FAPWS3s roadmap
Contributor interested to develop Fapws3 could pick one of the following topic.- Timers: Done since Fapws3-0.5
- Defer: Done since Fapws3-0.7
- Better documentation: still to do
- A test script: still to do
- Implement PEP-3333: still to do
- Avoid to load big HTTP request into memory: still to do
- Compliant with Python 3.x: still to do
1. Timers
(Implemented since release 0.5)I would like to implement the libev timers in the next release. This is an extremely useful feature because it will allow you to increase the speed of most of the website quite drastically.
Thanks to the libev library, Fapws3 is an "event based" webserver. This means for example, that you will not be forced to commit all of your database updates after every changes (like most systems do), but you could delegate this task to a timer ;-).

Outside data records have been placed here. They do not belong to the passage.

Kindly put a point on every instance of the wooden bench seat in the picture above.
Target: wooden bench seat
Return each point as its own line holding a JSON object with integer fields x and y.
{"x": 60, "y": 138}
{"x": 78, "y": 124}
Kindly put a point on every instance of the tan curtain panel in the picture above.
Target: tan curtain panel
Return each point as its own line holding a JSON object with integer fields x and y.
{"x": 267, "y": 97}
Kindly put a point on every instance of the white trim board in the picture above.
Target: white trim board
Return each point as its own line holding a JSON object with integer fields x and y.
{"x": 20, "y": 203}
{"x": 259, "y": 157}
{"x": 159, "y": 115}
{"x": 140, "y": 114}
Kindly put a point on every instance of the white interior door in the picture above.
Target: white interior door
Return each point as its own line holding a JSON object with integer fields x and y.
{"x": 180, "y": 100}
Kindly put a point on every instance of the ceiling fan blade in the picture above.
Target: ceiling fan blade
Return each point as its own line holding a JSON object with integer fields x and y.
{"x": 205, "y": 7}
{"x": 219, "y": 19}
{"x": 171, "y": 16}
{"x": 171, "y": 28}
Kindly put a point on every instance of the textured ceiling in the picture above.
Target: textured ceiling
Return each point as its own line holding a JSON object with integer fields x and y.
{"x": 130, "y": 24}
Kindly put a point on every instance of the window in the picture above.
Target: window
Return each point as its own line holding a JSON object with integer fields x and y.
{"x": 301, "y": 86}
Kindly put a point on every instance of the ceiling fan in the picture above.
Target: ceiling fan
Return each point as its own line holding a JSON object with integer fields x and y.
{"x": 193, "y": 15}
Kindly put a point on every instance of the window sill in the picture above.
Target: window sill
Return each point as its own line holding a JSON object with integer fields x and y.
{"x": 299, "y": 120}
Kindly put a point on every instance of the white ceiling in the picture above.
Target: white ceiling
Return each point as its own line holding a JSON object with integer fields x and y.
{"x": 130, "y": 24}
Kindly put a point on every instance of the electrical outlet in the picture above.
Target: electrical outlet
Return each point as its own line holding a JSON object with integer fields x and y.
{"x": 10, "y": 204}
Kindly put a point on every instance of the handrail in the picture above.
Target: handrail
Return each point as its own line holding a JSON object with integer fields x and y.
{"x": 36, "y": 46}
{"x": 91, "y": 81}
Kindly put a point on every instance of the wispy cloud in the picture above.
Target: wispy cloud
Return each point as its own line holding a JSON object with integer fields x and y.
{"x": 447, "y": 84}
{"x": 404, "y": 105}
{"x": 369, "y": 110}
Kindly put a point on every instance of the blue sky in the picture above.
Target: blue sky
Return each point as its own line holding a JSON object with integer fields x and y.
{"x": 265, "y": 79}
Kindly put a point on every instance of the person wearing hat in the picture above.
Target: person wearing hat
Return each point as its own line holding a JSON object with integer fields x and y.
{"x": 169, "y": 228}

This will dramatically improve the overall website performance!!!
For sure such asynchronous commit must be use with precautions
2. Defer
(Implemented since release 0.7)Defer mechanism allow you to delegate the execution of some tasks without impacting the normal flow of your script. This is not a thread, but as the same effect.
3. Better docmentation
User's community contribution is here resuested. Feel free to send me your proposed texts by email (william _dot_ os4y _at_ gmail.com)
4. A test script
I have the idea to implement a script that will perform some tests and send results on our website (www.fapws.org). Every people interested could execute the tests and share the results with us, on our website.
Here also the user's community help is well come
The idea is to have a system like some linux distributions are doing: collecting some specific informations and share them by sending it to a webserver. I plan to send them via an http POST request.
Basically, I'm thinking about a script that will use the "ApacheBenchamrk" tool and will test some basic features of FAPWS: return a list object, return an iterable object and return a file (you have then in the famous hello_world.py sample). Thus the script will return data like:
- Req/sec,
- Concurrency Level,
- Time taken for tests,
- Complete requests,
- Failed requests,
- Write errors,
- Requests per second,
- Transfer rate
- cpu model,
- libev_flag,
- kernel (uname -a),
- fapws3 version,
- libev version,
- python version
To provide some ideas, I'm thinking about something like:
LOG="bench_`date +%Y%m%d%H%M%S`.log" nice -n 20 ab -n100000 -c10 http://127.0.0.1:8080/hello >> $LOG nice -n 20 ab -n50000 -c10 http://127.0.0.1:8080/long >> $LOG nice -n 20 ab -n50000 -c10 http://127.0.0.1:8080/iteration >> $LOG #Parse $LOG #Collect machine data #send them to www.fapws.orgThe server script will be something like:
# -*- coding: utf-8 -*-
import fapws._evwsgi as evwsgi
from fapws import base
from fapws.contrib import views
import os
import platform
def hello(environ, start_response):
global switch
start_response('200 OK', [('Content-Type','text/html')])
switch=1
evwsgi.trigger_idle()
return ["hello world!!"]
staticlong=views.Staticfile("long.txt") #this is the long test residing in
hello_world's sample
def iteration(environ, start_response):
global switch
start_response('200 OK', [('Content-Type','text/html')])
yield "hello"
yield " "
yield "world!!"
def getenv(environ, start_response):
start_response('200 OK', [('Content-Type','text/html')])
env={}
env['LIBEV_FLAGS']=os.environ.get('LIBEV_FLAGS','') #best would be to
catch the default too
env['libev']=evwsgi.libev_version()
env['python']=platform.python_version()
env['uname']=platform.uname()
#other parameters still to implement
return [str(env)]
def start():
evwsgi.start("0.0.0.0", "8080")
evwsgi.set_base_module(base)
evwsgi.wsgi_cb(("/hello", hello))
evwsgi.wsgi_cb(("/iterhello", iteration))
evwsgi.wsgi_cb(("/long", staticlong))
evwsgi.wsgi_cb(("/getenv", getenv))
evwsgi.set_debug(0)
evwsgi.run()
if __name__=="__main__":
start()
For sure, on the server side, a Fapws3 script must be written to collect all the feedbacks, store then in a small DB (preferable sqlite) and also present them into nice tables, and, maybe, some charts.
5. Implement PEP-3333
Since September 2010 Python foundation has delivered a new proposal for the WSGI. This update incorporates several long-standing de-facto amendments to the WSGI protocol. Amongst others HTTP-1.1 is covered.
6. Big HTTP requests
Currently (Fapws3-0.9) is reading the whole HTTP request send by the browser before treating it. This is not the best approach when the browser send big (or very big) files attached to a form (for example). In such cases the users could cause damage the FAPWS server and the underlying server.
In case of file upload, we should thus follow an another methodology. For example store temporarlly attached files into files.